Bolsonaro cumpre pena de 27 anos e três meses de prisão após condenação por chefiar uma organização criminosa apontada por tentativa de golpe de Estado com o objetivo de se manter no poder após as eleições de 2022.
A prisão domiciliar foi autorizada por Moraes em março, com validade de 90 dias, após a defesa alegar problemas de saúde, incluindo um quadro de broncopneumonia. Antes da decisão, o ex-presidente esteve custodiado em uma sala de Estado-Maior no Complexo Penitenciário da Papuda, após passar pela Superintendência da Polícia Federal.
A possível prorrogação da medida será analisada com base em novos relatórios médicos apresentados pela defesa, que também solicitou autorização para a realização de exames.

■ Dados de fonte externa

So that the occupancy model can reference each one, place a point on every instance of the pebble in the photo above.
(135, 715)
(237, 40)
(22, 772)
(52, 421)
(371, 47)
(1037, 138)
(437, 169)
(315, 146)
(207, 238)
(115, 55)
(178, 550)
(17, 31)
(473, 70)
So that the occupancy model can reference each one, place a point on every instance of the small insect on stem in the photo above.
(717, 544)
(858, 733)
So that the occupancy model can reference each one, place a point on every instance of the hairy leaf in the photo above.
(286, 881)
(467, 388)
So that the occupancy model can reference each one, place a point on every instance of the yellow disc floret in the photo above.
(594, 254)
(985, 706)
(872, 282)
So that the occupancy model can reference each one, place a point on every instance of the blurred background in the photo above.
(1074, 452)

Outro ponto que pode pesar na avaliação do Supremo é o episódio envolvendo a apreensão de uma pistola Glock 9 mm ligada a Bolsonaro, encontrada com um militar da equipe de segurança durante uma blitz da Polícia Militar do Distrito Federal na semana passada. Apesar de a arma possuir registro regular, ela foi recolhida porque o certificado não estava no veículo no momento da abordagem.
Após determinação de Moraes, a defesa apresentou esclarecimentos ao STF e informou que a equipe de segurança removeu o percussor da arma, deixando-a inoperante, devido ao uso de medicamentos psiquiátricos pelo ex-presidente.